A wave of yelling marines jump from their landing boat and plow through the surf to shore.



Trainees here are young, eager, brutal in their desire to come to close quarters with the Japanese. Most of the men are in their teens, like 19-year-old, 200-pound Pvt. Charles Gorrell, who was a football guard at Spartanburg (S.C.) Junior College when he enlisted, or Pfc. Richard Rhoades, who was a cowpuncher on the Russell Hill cattle ranch at Bakersfield, Calif.

solomons landing training

Machine gunners quickly set up a position on the beach.

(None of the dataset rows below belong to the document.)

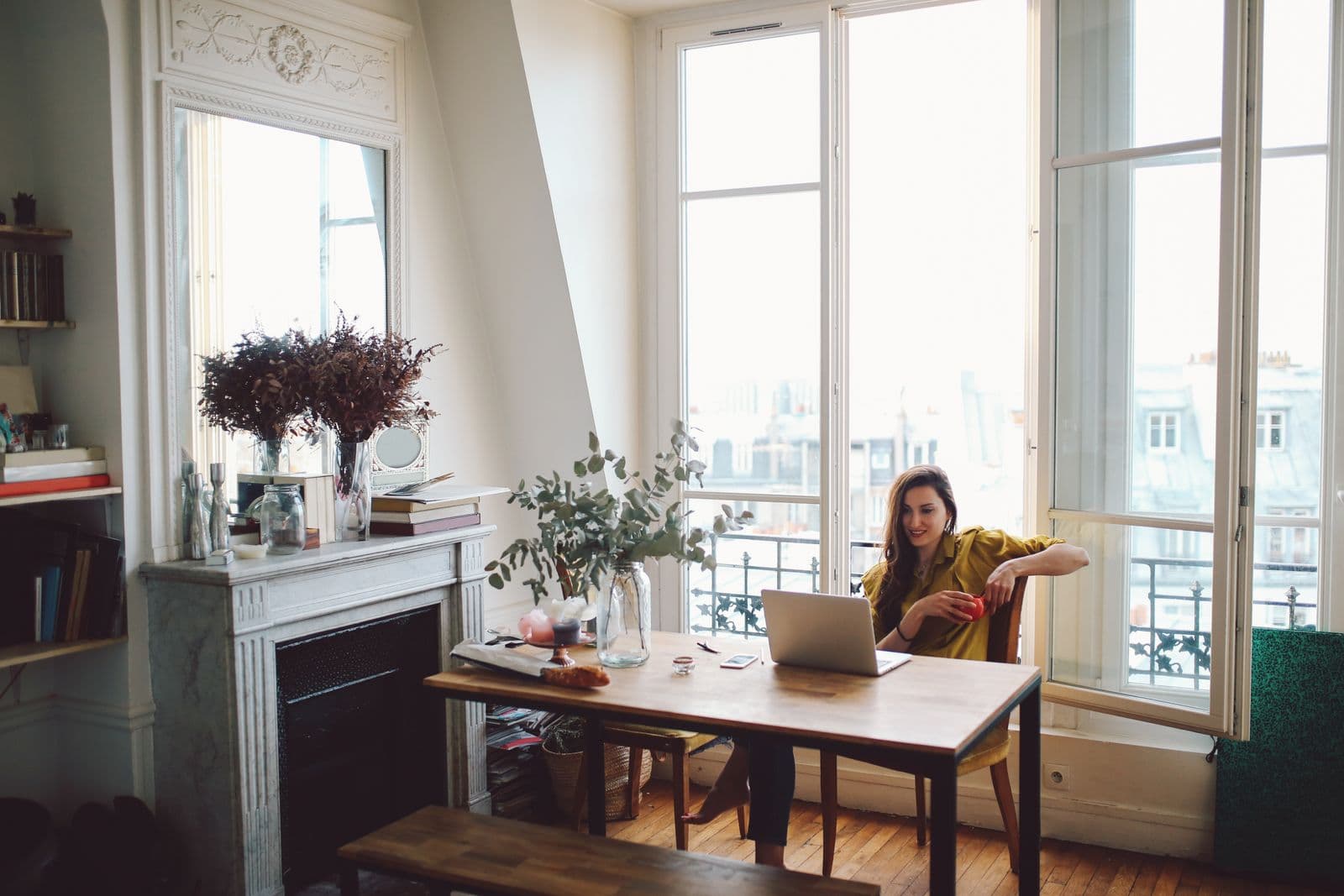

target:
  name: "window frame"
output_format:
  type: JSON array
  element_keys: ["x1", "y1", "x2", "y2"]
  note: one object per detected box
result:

The officers are young, too—almost all of them fresh out of college. The commanding officer of one platoon is Lt. James A. Stranahan of Mercer, Pa., graduate of Wooster College who was studying law at the University of Pittsburgh when the war came along. He would have been the fourth James A. Stranahan to practice law at Mercer.

The most important phase of the marines’ advanced training is, of course, the landing operation pictured here. This is like the parachute jump to the paratrooper. After the beachhead is won, the leathernecks dig in and deploy like G.I.s in contact with the enemy.

The landing operation is the same operation as that executed by our own amphibious troops on the coast of North Africa. The men scramble down cargo nets from their transport into Higgins landing boats, usually operated by skilled coast guardsmen. The boats meet at a fixed rendezvous point at sea, just out of range of enemy shore batteries.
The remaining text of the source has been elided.